Back home to the happy faces and sad stories

   My heart is breaking for neighbours of ours here in Copan Ruinas, whose teenage son was kidnapped 21 days ago while Paul and I were holidaying in Canada and the U.S. The family has yet to receive any ransom demand, one of those things that likely signal the worst for the poor boy.
   Coincidentally, he drove me to work one morning a few days before we left on vacation. He was a brand-new mototaxi driver and I was his first paying customer. He seemed like a friendly and social guy ready to begin a new life as an adult.
    Now I fear he's just another of the thousands of young Honduran men who are gone from this world for reasons that are never talked about, at the hands of criminals who are rarely prosecuted. All his family knows is that people saw him get into a non-descript grey car without licence plates on the dirt road that I walk to work on every morning, and he hasn't been seen since. It is not an unusual scenario here.
   Having just heard the story of his disappearance, I arrived at work this morning to learn that the brother of the woman who cleans our offices was also one of the 800 sad souls who were ripped off in a fraud in July perpetrated against Hondurans with dreams of finding work in Canada.
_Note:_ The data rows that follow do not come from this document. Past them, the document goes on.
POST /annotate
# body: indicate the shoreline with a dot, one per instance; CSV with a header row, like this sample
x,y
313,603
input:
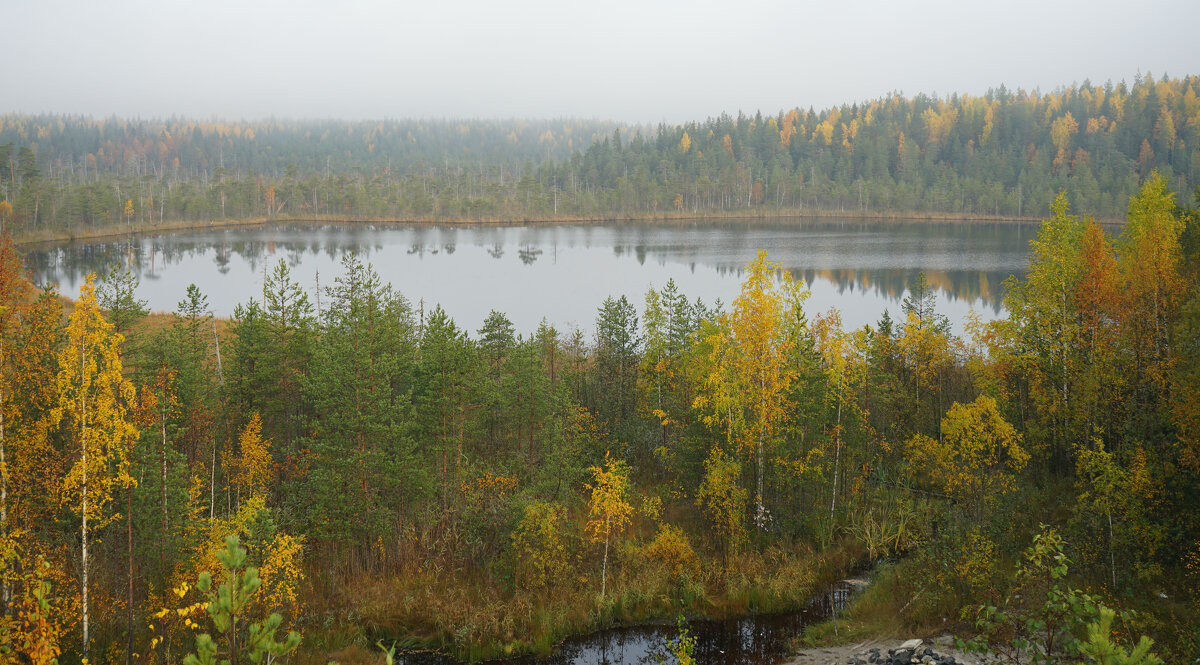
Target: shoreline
x,y
141,229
   With visions of making decent money picking fruit in Canada for a few months, the impoverished Hondurans had scrounged up $500 each to be able to meet the requirements. That's a small fortune for most Hondurans, and some of them had to sell their houses just to be able to raise the money. Alas, the whole thing was a carefully orchestrated sham, and they have all lost their money.
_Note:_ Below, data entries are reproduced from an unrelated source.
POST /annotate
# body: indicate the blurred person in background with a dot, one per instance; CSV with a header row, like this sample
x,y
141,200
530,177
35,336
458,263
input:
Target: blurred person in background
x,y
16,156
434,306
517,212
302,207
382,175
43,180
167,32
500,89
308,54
    It's hard to imagine how devastating a loss like that is on the life of a rural Honduran, but the cleaning woman helped me get some perspective on it. In her tiny village of San Rafael, just a few kilometres outside of Copan Ruinas, more than 70 people lost virtually everything they had.
     They sold their bean and corn crops that would have fed their families through the non-harvest months coming up. They sold their tools. They took out loans, in some cases from the kind of people you do NOT want to be indebted to, in other cases from family members who have now been plunged into a desperate financial situation as well.
    Five of the villagers from San Rafael have already left their families behind to look for work in other parts of Honduras. This woman's brother, a single dad of two young children, expects he'll have to leave his village too. That same scenario is doubtlessly playing out in every village where impoverished farmers were tricked by clever predators who felt no shame at robbing from the poorest of the poor.
    In light of all this, in light of all the things that go wrong every day for Hondurans, what always astounds me about coming back to Copan after time away is how friendly the people are here. I'm quite sure I've exchanged more friendly greetings with Hondurans since arriving bleary-eyed and exhausted yesterday afternoon than I did in all of my two weeks of travelling in Canada and the U.S. I don't know how people maintain their optimism and cheer in this struggling country, but the difference between here and there is striking.
   I reject that "poor but happy" business, having talked to far too many Hondurans who have the same dreams as anyone for a better life for their children. Hondurans are definitely not happy about being poor, nor are they happy with the crime they experience as a regular part of life, with the absence of justice, with their indifferent and selfish government leaders.
    But they sure know how to keep a smile on their face while they wait and hope for better days. I've really missed that easy friendliness you see here: the genuine curiosity about passersby; the eye contact; the willingness to stop and chat to anyone who's smiling back. A stranger arrived at the office looking for someone who wasn't in, and greeted me with a hug just for telling her that. Even when the stories are sad, the sheer eagerness to engage is uplifting.
    Back in Canada, people barely look at each other anymore as they pass on the street, and sometimes the vibe is just this side of hostile. How can it be that people with so little can always make time for human kindness, and people with everything can't be bothered?


Owen Gray said...

There are times when the unfairness of things is beyond words, Jody -- and it makes our problems petty by comparison.